I like that he's a soulless killer. I like that the vampires on this show are not romanticized and haven't been given the Anne Rice phony luster of Gothic Romanticism and aren't they just misunderstood and beeeyoootiful? Vampires here in Buffyland are cruel, vicious, evil, venal, and vain. They are stone cold killers. They have no redeeeming characteristics except as foils for the good guys. This is a good thing. But I think that if you're going to have the character be semi-redeemed from this description, where he's been slowly bringing the audience with him into this new realm of behavior and feelings, then you bloody well don't get to tell the audience they shouldn't have gone there. When Angel was turned bad in second season, it was wonderfully, tragically Romantic and painful and all the good things. We couldn't believe that this good guy, Buffy's true love, was this evil. That's why it worked so well.

But from the beginning we've known Spike was Bad. And now he's been, slowly, drawn into the Good side, and just as the audience reaches their maximum sympathy point with him, just as we're all drawn into going, you know, I like this guy and I feel like Buffy's a shit for dumping on him and demanding he move on when he's given everything to her and I'd like to see how this will be resolved... they make him her attempted rapist. The lowest form of life in the human race. Knowing, I'm absolutely sure, that there can be no sympathy left for him after that. And I can see the Mutant Enemy staff just sitting around going, hah hah! It's so funny! All those poor little redemptionistas crying in their beer! We pulled a fast one on them.

Most of the time I can't understand the weeping over the whole lesbian = death thing that's been going on with the Tara/Willow fans. The overreaction and the... scathing quality of it, the irrationality of it, has made me run away from them because they don't discuss it in a way anyone can have differences about or want to at least have a back and forth about. But when I think of how I feel about Spike, when I really sit down and try to collect myself (I have not been able to bring myself to watch Seeing Red again, although I know I have to for various reasons, and I can barely talk about it without becoming unglued), I start to understand how... gutted the T/W fans feel.
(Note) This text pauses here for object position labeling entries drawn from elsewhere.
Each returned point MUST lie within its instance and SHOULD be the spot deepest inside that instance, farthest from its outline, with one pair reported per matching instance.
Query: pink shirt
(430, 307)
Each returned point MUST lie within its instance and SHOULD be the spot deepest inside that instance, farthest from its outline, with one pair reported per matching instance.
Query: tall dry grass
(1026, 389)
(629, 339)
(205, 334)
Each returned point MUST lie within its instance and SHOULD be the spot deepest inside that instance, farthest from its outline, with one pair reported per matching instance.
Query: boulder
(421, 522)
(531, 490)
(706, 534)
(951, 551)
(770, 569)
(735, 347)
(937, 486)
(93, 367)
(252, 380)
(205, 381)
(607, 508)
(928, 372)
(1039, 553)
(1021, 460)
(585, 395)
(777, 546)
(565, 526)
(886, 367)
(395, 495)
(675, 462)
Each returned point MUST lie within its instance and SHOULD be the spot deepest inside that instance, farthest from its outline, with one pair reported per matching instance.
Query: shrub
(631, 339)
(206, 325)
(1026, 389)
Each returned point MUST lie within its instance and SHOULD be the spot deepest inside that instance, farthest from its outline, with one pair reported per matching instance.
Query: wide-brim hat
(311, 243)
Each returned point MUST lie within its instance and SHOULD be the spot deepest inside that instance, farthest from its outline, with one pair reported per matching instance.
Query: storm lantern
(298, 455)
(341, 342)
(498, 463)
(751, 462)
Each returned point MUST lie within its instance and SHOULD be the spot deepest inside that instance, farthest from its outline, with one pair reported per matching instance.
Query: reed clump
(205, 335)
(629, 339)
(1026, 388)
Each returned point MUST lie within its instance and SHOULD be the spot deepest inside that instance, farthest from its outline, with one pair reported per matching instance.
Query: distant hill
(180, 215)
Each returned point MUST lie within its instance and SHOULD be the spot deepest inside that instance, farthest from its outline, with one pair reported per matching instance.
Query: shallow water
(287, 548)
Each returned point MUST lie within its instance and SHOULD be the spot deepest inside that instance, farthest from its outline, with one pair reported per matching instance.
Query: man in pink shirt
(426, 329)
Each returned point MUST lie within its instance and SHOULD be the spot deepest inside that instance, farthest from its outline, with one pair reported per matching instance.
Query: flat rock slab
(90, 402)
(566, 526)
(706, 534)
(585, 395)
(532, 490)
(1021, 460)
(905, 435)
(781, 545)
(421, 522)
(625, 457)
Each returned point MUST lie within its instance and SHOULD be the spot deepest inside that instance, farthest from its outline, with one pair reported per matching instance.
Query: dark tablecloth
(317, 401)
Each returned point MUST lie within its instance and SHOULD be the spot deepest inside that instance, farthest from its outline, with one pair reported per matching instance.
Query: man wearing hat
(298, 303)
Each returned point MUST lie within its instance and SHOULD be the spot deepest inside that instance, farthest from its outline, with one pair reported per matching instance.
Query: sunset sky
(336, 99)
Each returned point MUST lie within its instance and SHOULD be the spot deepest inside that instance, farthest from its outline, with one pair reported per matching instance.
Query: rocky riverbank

How betrayed. I get it.

I liked Spike as a character the moment he came on the screen, and then I loved him when he became a regular, and when he fell in love with Buffy, I looooooved him. That changed the equation for me drastically, because I like so wrong it's right, doomed and thwarted love stories. Even if they can't be together, there are ways to make Spike so disgusted and fed up that he'd want to change the chip thing. Making him a rapist was flat out unnecessary to the dramatic reasoning of making him leave. You can make him leave, humiliate him, in different ways. This didn't just degrade Buffy, it degraded Spike, and the fans who've endured what was an at times intolerably difficult season. I didn't think it was possible for me to get more upset than the horrible, pathetic sex against the wall in the alley scene in Doublemeat Palace, with Buffy making no eye contact and Spike desperately humping her as if neither of them were there; and then they did the even more horrible catwalk scene in Dead Things, which rang true in no way for either character, but hey -- they did! They sank lower, they were more degrading to the characters! They made Spike a rapist and Buffy a victim. The girl Joss once said was the antidote to all those little blonde girl victims in the alleys of horror movies is now... a victim. So hooray -- now Spike isn't just evil but interesting, wicked but wonderful, he's simply repulsive and worthless, and Our Hero Buffy is no longer heroic. Way to go, guys.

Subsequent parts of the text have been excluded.